I want University to teach people how to be personable, so they can do better at business. I want, I hope, I dream that all my nieces and nephews can be caring humans.

People used do ask me in the USA, how can you sell two houses per week? And my reply was,
“I say hi to people, all people, big, small, rich, or poor, ugly.”

I was not worried about my social status, therefore I had more friends, but maybe lower social status, but more money, nothing ever is as easy to understand as it seems.

Contrary to what you think, the more people you know, the higher your net social status, I suppose there is gross and net.

Funny, I am probably in the top 10 richest people in this city, but walking and taking Motos makes me in the lower 50 percent as social status, exactly what I want, demonstration of lower value.

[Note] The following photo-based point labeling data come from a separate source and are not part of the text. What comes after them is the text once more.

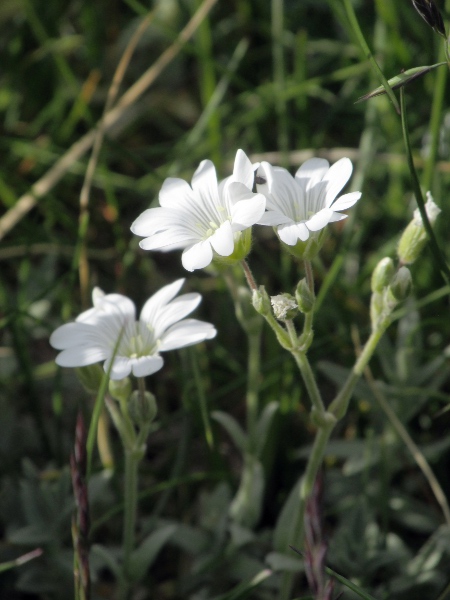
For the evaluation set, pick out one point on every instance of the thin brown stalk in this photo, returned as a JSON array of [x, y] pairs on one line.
[[112, 118]]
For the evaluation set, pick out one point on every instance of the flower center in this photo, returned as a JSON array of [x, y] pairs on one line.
[[142, 343]]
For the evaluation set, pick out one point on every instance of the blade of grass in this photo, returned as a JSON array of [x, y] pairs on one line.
[[26, 202], [440, 261]]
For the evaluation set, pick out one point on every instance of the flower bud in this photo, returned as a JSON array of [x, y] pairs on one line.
[[261, 301], [382, 274], [401, 284], [142, 408], [304, 296], [284, 306], [245, 313], [309, 249], [120, 389], [242, 247], [414, 237], [90, 377]]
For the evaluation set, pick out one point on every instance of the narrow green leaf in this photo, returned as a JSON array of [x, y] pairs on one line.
[[263, 426], [400, 80]]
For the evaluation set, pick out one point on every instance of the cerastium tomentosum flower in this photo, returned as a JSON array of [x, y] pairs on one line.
[[299, 207], [109, 332], [206, 220]]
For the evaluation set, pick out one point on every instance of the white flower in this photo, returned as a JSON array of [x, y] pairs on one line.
[[305, 203], [203, 218], [111, 325]]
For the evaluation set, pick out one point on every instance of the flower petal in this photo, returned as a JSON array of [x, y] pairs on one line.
[[153, 220], [248, 210], [175, 311], [80, 356], [171, 238], [290, 234], [274, 217], [186, 333], [121, 367], [337, 176], [319, 220], [146, 365], [243, 170], [204, 183], [285, 194], [346, 201], [175, 192], [197, 256], [222, 239]]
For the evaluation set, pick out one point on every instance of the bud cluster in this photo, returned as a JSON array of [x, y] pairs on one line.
[[388, 289], [414, 237]]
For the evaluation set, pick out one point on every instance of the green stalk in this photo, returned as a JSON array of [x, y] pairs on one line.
[[129, 524], [418, 194], [325, 425], [435, 123], [253, 378], [310, 381], [208, 85], [367, 52]]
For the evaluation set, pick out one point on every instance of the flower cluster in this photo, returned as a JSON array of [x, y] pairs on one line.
[[209, 220]]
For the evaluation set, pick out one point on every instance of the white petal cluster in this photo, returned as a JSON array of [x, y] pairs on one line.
[[109, 332], [305, 203], [204, 218]]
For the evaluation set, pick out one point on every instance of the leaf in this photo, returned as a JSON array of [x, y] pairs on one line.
[[286, 521], [233, 429], [144, 556], [400, 80], [247, 504], [242, 590], [263, 426], [281, 562]]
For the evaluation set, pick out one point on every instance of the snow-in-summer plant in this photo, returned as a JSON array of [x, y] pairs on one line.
[[109, 332], [300, 207], [211, 221], [208, 219]]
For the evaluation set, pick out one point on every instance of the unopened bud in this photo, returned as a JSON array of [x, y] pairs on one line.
[[309, 249], [401, 284], [120, 389], [382, 274], [304, 296], [261, 301], [90, 377], [414, 237], [142, 408], [245, 312], [284, 306]]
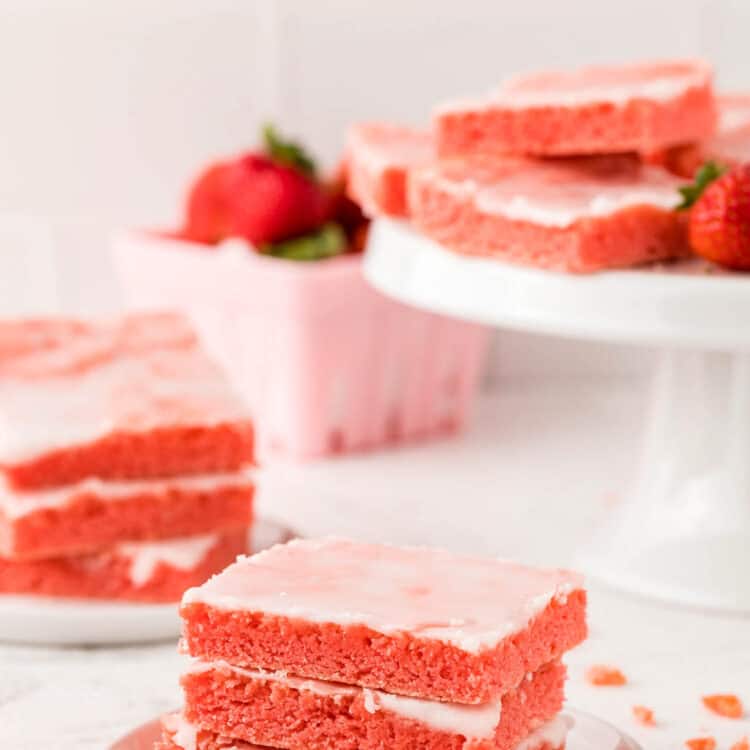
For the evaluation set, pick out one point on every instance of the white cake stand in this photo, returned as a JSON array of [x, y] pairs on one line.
[[83, 622], [587, 733], [683, 533]]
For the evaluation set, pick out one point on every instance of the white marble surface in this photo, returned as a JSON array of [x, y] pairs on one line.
[[538, 470]]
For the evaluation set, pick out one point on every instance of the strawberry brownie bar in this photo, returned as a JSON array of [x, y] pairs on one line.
[[576, 215], [179, 734], [135, 571], [277, 709], [93, 514], [412, 621], [378, 160], [729, 147], [597, 110], [134, 398]]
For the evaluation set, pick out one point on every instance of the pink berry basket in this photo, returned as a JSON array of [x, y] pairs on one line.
[[326, 364]]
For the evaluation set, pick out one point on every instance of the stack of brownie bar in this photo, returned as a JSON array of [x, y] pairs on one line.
[[565, 171], [335, 644], [123, 460]]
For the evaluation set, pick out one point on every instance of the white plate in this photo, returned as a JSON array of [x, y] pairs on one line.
[[65, 622], [689, 303], [588, 733]]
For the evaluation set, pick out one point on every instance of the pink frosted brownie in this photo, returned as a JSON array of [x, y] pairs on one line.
[[576, 215], [378, 160], [134, 398], [93, 514], [179, 734], [413, 621], [277, 709], [134, 571], [615, 109]]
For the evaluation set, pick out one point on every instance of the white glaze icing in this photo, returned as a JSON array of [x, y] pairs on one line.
[[558, 196], [184, 734], [472, 603], [591, 86], [473, 722], [560, 211], [67, 386], [18, 504], [553, 733], [183, 554]]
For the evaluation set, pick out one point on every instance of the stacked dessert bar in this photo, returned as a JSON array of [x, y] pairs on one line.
[[564, 171], [335, 644], [123, 460]]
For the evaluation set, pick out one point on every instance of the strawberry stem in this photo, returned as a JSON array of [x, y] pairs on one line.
[[326, 242], [286, 152], [709, 172]]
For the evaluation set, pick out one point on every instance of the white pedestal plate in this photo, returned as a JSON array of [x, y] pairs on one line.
[[683, 532]]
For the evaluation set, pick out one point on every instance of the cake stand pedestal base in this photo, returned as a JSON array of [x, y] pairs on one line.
[[683, 532]]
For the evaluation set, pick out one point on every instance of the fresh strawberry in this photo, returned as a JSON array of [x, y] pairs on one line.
[[207, 219], [261, 197], [719, 225], [270, 202]]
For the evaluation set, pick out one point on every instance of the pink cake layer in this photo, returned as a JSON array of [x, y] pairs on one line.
[[412, 621], [288, 712], [574, 215], [137, 571], [179, 734], [133, 398], [93, 514], [378, 159], [598, 110]]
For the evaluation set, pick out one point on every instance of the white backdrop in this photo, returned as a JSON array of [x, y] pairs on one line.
[[109, 106]]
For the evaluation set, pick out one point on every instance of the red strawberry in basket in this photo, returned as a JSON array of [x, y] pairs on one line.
[[261, 197], [719, 227]]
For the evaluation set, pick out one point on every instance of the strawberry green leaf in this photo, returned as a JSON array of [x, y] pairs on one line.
[[709, 172], [326, 242], [290, 153]]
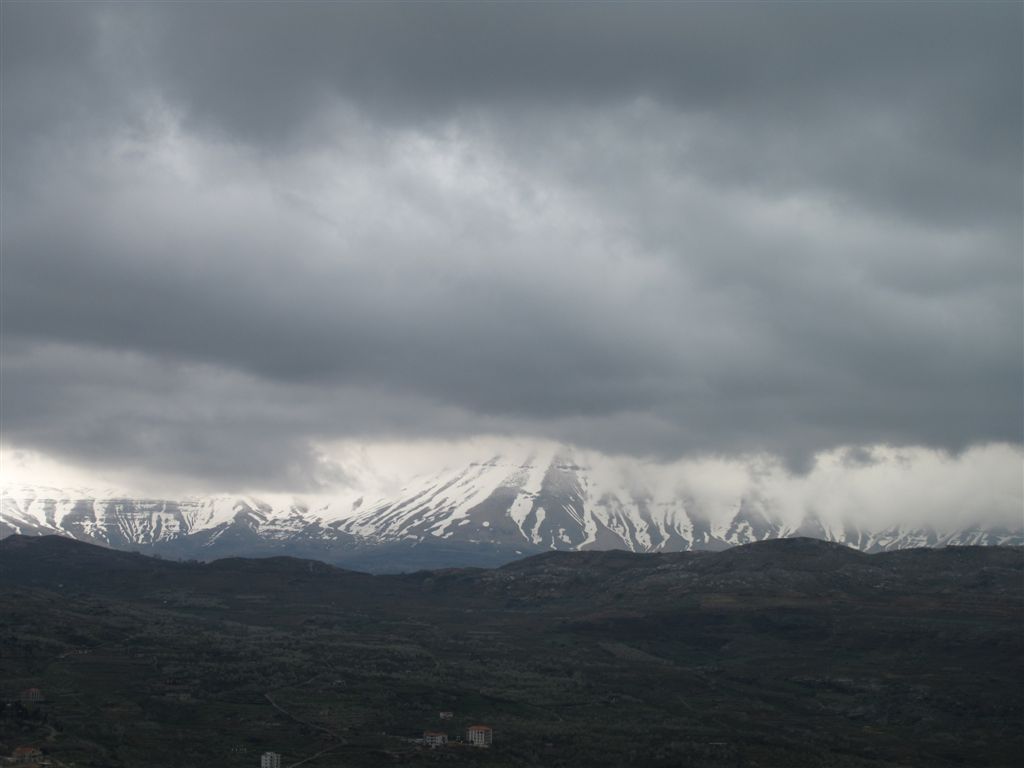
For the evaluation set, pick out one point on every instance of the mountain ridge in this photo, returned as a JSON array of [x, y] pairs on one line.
[[483, 513]]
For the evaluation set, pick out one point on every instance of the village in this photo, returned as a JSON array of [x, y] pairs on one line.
[[478, 735]]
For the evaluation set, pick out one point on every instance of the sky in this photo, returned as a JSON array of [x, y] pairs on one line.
[[236, 237]]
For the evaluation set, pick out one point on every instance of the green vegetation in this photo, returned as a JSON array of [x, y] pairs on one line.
[[784, 653]]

DLV is me, hiding in plane sight.

I am studying French 3-4 hours per day here in Benin, it is tiresome, but needed, the only way to know, to understand, and to flirt properly, is to use a few words here and there with these Benin tribal girls.

Mainly, I need French words to decode their age, they look 26, and often are below the speed limit, body language does not tell age well, only prying questions can stop the lies. As best I can tell, in West Africa, a 30 year old girl is 18, and a 15 year old girl is 18, that must be the optimal age.

Flirting or too much personal contact is not dangerous here, at least not for me, a man, but maybe the men here have no respect for woman, as is normal on planet earth. It is really tiresome to enforce respectful behavior from brutes, and in the USA, I cannot be bothered, it is not worth the hassle.

Many people in Africa can invite themselves over to visit, and according to the Hotel, the braver they are. Unfortunately and fortunately, I am in the Bellevue Hotel, one of the upper end Hotels in Natitingou.

It is too high class for the low class, and too high class to have friends; there is always a fine line.

Most people in Nati do not feel up to entering it, it is socially a little to high for their confidence level. This mean, the riffraff, I really did not ask you to visit me people refuse to enter which is a good thing, but I also lose potential friends.

But too many boundaries, too many guards, there are 100’s of ways to avoid person contact, the best being driving your own car in Africa.

Too many boundaries, too many rules, and too few friends.

Yet, I have 100’s of people here in Nati in one week to nod my head at, wink at the girls, or say Ca Va!

Yet, it is always a challenge to have a meeting of the minds, to have two of us on the same level mentally.

The Live Abroad and Still Have Intelligence - Solution is Here
I am in West Africa, within the next year, it will be possible to have Internet by USB modem in every country, and ever Hotel room on the planet. I mean, I can always call me married friends, and discuss whether Obama is an idiot? If you want to call that an intelligent conversation…

Read the article, and ask yourself:
“Am I a personable, friendly person?”

If the answer is no, and you just cannot seem to sign up for enough online dating sites, maybe you need to learn to flirt. If you are on Facebook more than one hour per day, and then think about your ability to flirt, do you know how to flirt, do you give yourself permission?

If you cannot sell a thing, maybe you need to understand that body language sells you; it is up close and personal.

On a funny note, it is always annoying in India, the boys are always flirting with me, and the girls stay away. There are many man cultures, like Niger Africa, the Islamic boys are that way, I avoid them, I have no desire to hang around and listen to men talk about sports, smoke cigarettes, and drink.

But, please, all you men, who like men, who can only be friend with the boys, who want to talk about sports, keep on doing do it, please do not stop. I enjoy all these extra women, with nobody to talk to but me, it is a tough life I live.

I enjoy people who say,
“I am private person,”
The are giving me notice, up front and honest, no point in talking with this person, he or she has too many rules to be worth the effort, there is no way to break down that type of indifference, and fear.

Learn to stop being PC, political correct, and become personable, and childlike, and come out an play.